Her mother, San Thar Myint, found her lying prone on the ground, bleeding and in shock. “Her temperature was over 100 [degrees fahrenheit] before they got to the operation room,” she says.
At the nearest children’s hospital in Yangon, doctors performed surgery and injected the baby with the anti-rabies vaccine. It was the second time that week a child had come in with dog bites. A doctor who declines to be named (he is not authorised to speak to the press) says they see between two and five cases per week.
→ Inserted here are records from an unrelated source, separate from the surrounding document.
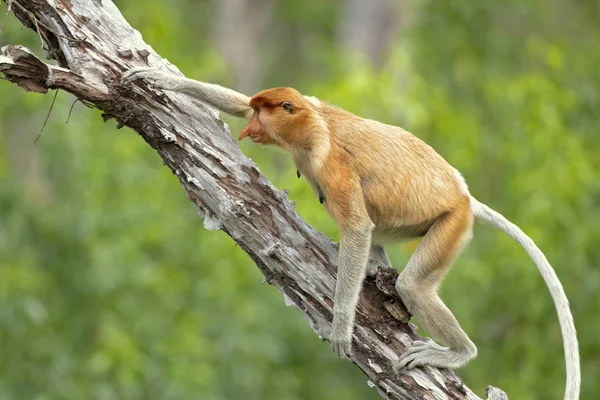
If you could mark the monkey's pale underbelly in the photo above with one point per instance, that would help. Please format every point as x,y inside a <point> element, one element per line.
<point>384,235</point>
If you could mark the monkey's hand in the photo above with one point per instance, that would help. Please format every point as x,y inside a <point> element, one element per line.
<point>340,337</point>
<point>155,77</point>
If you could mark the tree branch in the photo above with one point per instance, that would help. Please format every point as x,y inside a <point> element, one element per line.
<point>94,45</point>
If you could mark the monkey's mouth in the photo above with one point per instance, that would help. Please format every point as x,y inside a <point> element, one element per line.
<point>255,137</point>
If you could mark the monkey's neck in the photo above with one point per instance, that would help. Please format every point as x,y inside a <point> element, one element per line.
<point>309,161</point>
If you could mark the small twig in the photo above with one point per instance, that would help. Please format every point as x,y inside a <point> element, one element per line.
<point>39,32</point>
<point>9,3</point>
<point>47,117</point>
<point>71,110</point>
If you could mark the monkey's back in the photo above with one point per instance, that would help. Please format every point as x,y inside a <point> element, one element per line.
<point>402,177</point>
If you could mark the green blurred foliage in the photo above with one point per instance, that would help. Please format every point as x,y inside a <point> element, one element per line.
<point>110,288</point>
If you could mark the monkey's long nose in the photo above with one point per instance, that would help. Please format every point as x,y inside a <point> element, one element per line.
<point>245,132</point>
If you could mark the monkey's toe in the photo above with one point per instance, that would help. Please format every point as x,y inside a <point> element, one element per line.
<point>431,353</point>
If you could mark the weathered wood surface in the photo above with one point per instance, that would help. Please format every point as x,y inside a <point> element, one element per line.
<point>94,45</point>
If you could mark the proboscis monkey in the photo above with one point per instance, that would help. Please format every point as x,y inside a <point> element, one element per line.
<point>381,184</point>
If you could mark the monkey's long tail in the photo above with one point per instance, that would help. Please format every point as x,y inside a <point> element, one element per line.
<point>483,213</point>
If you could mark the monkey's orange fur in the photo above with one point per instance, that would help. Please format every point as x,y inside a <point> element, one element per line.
<point>380,184</point>
<point>367,171</point>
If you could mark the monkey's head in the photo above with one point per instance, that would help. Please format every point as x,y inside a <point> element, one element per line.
<point>281,117</point>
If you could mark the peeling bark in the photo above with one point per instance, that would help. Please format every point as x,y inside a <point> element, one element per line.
<point>94,45</point>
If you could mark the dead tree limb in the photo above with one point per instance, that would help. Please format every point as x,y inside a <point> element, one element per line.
<point>94,45</point>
A few days later, Zu May Naing’s arm is swaddled in bandages at the wrist where the dog seized her in its jaws. A red-brown gash sweeps from her left eye across her cheek. Another droops from the corner of her bottom lip where it was torn off. She glances fitfully around the hospital ward.
“She can’t sleep well at night,” her mother says. “She wakes up suddenly. She’s still afraid.”
Like many parts of the developing world, Myanmar has lived with stray dogs for generations. More than six decades ago, travel writer Norman Lewis described the mutts of Mergui, a coastal city in the south, with unsparing vividness: “There are more dogs than humans; they are a slinking, evil breed, cursed with every conceivable affliction … Many were earless, partially blind and had paralysed or dislocated limbs.”
For now, there is no killing – just breeding
The situation has not improved – and is arguably most acute in Yangon, the country’s rapidly developing commercial capital with a population of some five million. It is overrun with strays; government estimates seen by the Guardian put the number at more than 120,000. Some are scrawny creatures, rib cages pressing against flea-bitten skin, tumours flapping as they nose through rubbish carts. Others are visibly well fed, their muscular tawny torsos straddling spindly legs.
After dark, when the traffic clears and the air cools, some neighbourhoods descend into a chorus of howling. Others face more niggling problems: in a recent post on the local Facebook group “Eliminate All Stray Dogs”, one resident claimed an unruly pack kept jumping on his car, destroying its windscreen wipers.
“They occupy the streets – especially at night,” Ye Naung Thein, a local administrator, says at his office in Mingalar Taung Nyunt township.